Çeşitli para kazanma çalışmalarından sonra Jeff ve Shaleia, bu konsept kavramı kendi hayatlarında yaşadıklarına ve dolayısıyla bu kavramı herkese öğretebileceklerini “düşünüyorlar” ve “iddia ediyorlar”. Dolandırıcılığın ikinci adımı ise böyle gerçekleşiyor. “konsept kavramın sahiplenilmesi ve eğitimcisi olunması”
Duyulmaya başlayan konsept -kavram arama motorlarında “search” edildikçe, bu alandaki içerikleri öne çıkartan algoritma en büyük destekçileri oluyor. Youtube yayınları ve Facebook kapalı grupları ile çevrelerinde bir “topluluk” oluşturmaya başlıyorlar.
Böylece dolandırıcılığın 3. aşaması başlamış oluyor. Bu topluluğa bir “şey” satmak.
Ne mi satıyorlar? Önce bir kitap, sonra da ayda 100 dolardan başlayan fiyatlarla dijital eğitim kitleri.

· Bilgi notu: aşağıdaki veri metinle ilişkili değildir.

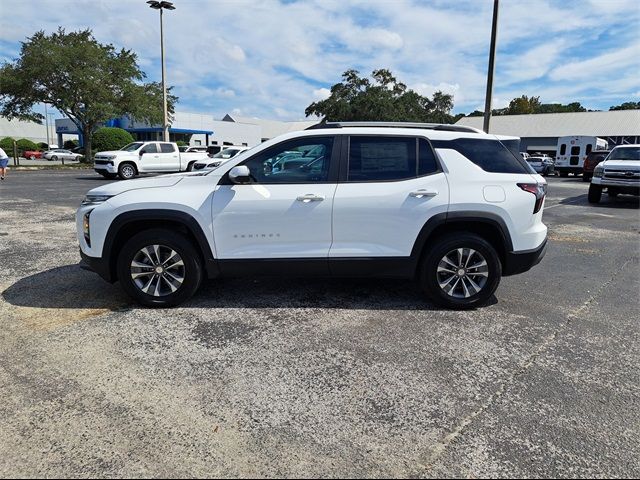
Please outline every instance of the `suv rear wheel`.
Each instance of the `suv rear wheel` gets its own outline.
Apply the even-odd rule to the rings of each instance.
[[[185,236],[164,229],[134,235],[117,260],[118,280],[134,300],[171,307],[189,299],[202,281],[200,255]]]
[[[470,233],[445,235],[429,249],[420,284],[434,303],[467,309],[484,305],[500,283],[502,265],[495,249]]]

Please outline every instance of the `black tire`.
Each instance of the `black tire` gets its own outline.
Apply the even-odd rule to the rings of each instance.
[[[189,163],[189,165],[187,165],[187,172],[193,172],[193,164],[196,163],[195,160],[191,163]]]
[[[607,195],[609,195],[609,198],[616,198],[618,196],[618,190],[616,190],[615,188],[607,188]]]
[[[589,203],[599,203],[600,198],[602,198],[602,186],[593,183],[589,185],[589,195],[587,196]]]
[[[560,172],[560,176],[566,178],[569,176],[569,172]]]
[[[104,178],[108,179],[108,180],[114,180],[116,178],[118,178],[118,174],[117,173],[100,173],[100,175],[102,175]]]
[[[446,255],[457,249],[475,250],[484,257],[484,260],[486,261],[487,276],[485,283],[480,285],[480,291],[475,292],[466,298],[453,296],[453,294],[456,293],[457,287],[454,287],[452,292],[453,294],[450,294],[447,293],[439,283],[441,281],[439,276],[442,275],[442,273],[438,272],[438,265],[441,264]],[[444,275],[447,274],[445,273]],[[474,274],[470,273],[470,275]],[[420,265],[418,279],[420,281],[421,288],[434,303],[446,308],[462,310],[476,308],[487,303],[496,291],[496,288],[498,288],[501,277],[502,264],[500,263],[500,258],[498,257],[496,250],[491,246],[491,244],[478,235],[456,232],[438,238],[433,245],[429,246],[429,251]],[[464,279],[466,278],[468,278],[467,275],[464,276]],[[465,283],[464,279],[462,279],[463,284]],[[474,280],[478,285],[481,283],[478,276],[475,276]],[[454,283],[457,284],[458,282]],[[466,285],[463,285],[463,287],[465,290],[467,289]],[[460,294],[464,295],[465,293],[462,291]]]
[[[134,258],[137,258],[137,255],[141,253],[143,248],[153,245],[159,245],[161,247],[160,252],[164,251],[165,254],[167,249],[177,252],[184,264],[181,270],[183,281],[173,293],[166,293],[160,296],[145,293],[132,278],[132,274],[135,274],[135,272],[132,272],[132,269],[135,267],[131,266],[131,262]],[[160,255],[162,255],[162,253]],[[167,259],[165,259],[165,262],[166,261]],[[202,281],[203,271],[200,255],[193,243],[180,233],[160,228],[144,230],[131,237],[131,239],[125,243],[124,247],[122,247],[122,250],[120,250],[116,268],[118,280],[123,290],[138,303],[147,307],[173,307],[188,300],[198,290]],[[151,276],[157,277],[157,282],[161,282],[159,276]],[[153,285],[152,282],[151,290],[154,290]],[[166,287],[169,285],[168,282],[162,281],[162,285],[166,291]]]
[[[56,155],[54,155],[53,157],[51,157],[51,161],[52,162],[56,162],[58,161],[58,157]]]
[[[591,177],[592,177],[592,175],[590,173],[583,173],[582,174],[582,181],[583,182],[590,182],[591,181]]]
[[[131,163],[121,163],[118,167],[118,176],[122,180],[131,180],[138,174],[136,167]]]
[[[29,157],[29,160],[35,160],[35,159],[36,159],[36,156],[35,156],[35,155],[31,155],[31,156]]]

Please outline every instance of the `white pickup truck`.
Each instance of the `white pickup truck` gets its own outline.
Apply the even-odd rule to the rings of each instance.
[[[197,160],[207,158],[207,152],[180,152],[175,143],[133,142],[120,150],[98,152],[94,170],[105,178],[134,178],[139,173],[190,171]]]

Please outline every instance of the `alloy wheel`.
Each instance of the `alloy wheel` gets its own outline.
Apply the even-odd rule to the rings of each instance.
[[[469,298],[482,291],[489,278],[489,267],[480,252],[456,248],[442,257],[437,269],[438,285],[448,296]]]
[[[185,279],[185,266],[180,254],[165,245],[148,245],[133,256],[131,280],[143,293],[164,297],[175,293]]]

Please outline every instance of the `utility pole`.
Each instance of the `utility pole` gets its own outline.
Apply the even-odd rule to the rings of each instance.
[[[47,113],[47,104],[44,104],[44,123],[47,127],[47,148],[49,148],[49,145],[51,144],[51,142],[49,141],[49,114]]]
[[[484,100],[484,125],[482,129],[489,133],[489,123],[491,122],[491,96],[493,95],[493,72],[496,60],[496,36],[498,34],[498,3],[493,0],[493,23],[491,24],[491,47],[489,50],[489,71],[487,72],[487,93]]]

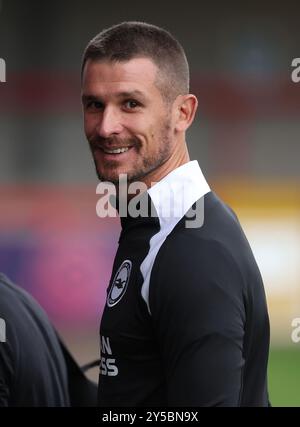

Burada bir parantez açıp, “dijital ürün dolandırıcılığı”na bakmamız gerekiyor. Bu dolandırıcılık türü, ürünün fiziksel olduğu dolandırıcılık türlerinden daha farklı. Öncelikli olarak, eğitimler ve danışmanlıklar alanında görmemiz de şaşırtıcı değil. Öte yandan hala fiziksel ürün ile dijital ürün arasındaki hukuksal ayrım gerçekleşmemesi ve bu alandaki boşluklar bu dolandırıcılık türünü kolaylaştırıyor. Öte yandan bu dolandırıcılık türünde çok kişiden küçük miktarlarda para alındığı için kişilerin sizi mahkemeye vermesi ve bununla uğraşması için vakit ayırmaması da yakalanmamanızı sağlıyor.
Buraya kadar “klasik dijtal ürün dolandırıcılığı” diye adlandırabileceğimiz bir çalışma gerçekleştiren Jeff and Shaleia kazandıkların paranın ve elde ettikleri gücün büyüsüne kapılmaya başlıyor ve bu dolandırıcılık türü başka bir şeye dönüşüyor: “Tarikat dolandırıcılığı”
Tarikat dolandırıcılığı dünyanın her yerinde uygulanan başka bir tür dolandırıcılık. Aşkı, Allah’ı, parayı ya da mutluluğu bulmak için yüzyıllardır insanlar inanç sistemine göre bu tarz “kült liderlere” kendilerini teslim etmeyi seçebiliyorlar. Jeff ve Shaleia için ise dijital ürün dolandırıcılığından tarikat dolandırıcılığına geçişleri belli ki insanlar üzerindeki kontrollerinin artması ile doğru orantılı.
Öyle ki, kendi uydurdukları “divine feminity – divine masculenitiy” gibi kavramlarla insanları istemedikleri son derece belli olan cinsiyet kimliklerine zorluyorlar. Daha açıkça şöyle ifade edeyim: “Sen kendini kadın gibi hissediyor olabilirsin, ama ben biliyorum sen erkeksin, o zaman saçını kesip masculen tavırlar sergilemelisin diye insanları duygusal olarak manipüle etmeye çalışıyorlar” . Tüm tarikatlarda olduğu gibi kimileri buna inanıyor, kimileri olaydaki yanlışlıkları anlıyor.
Jeff ve Shaleia’nın öyküsünde görebilenler için nice dersler olduğu net. Bu nedenle sizi Netflix ve Amazon Prime da ayrı ayrı yayınlanan belgesellerini izlemeye davet ediyoruz.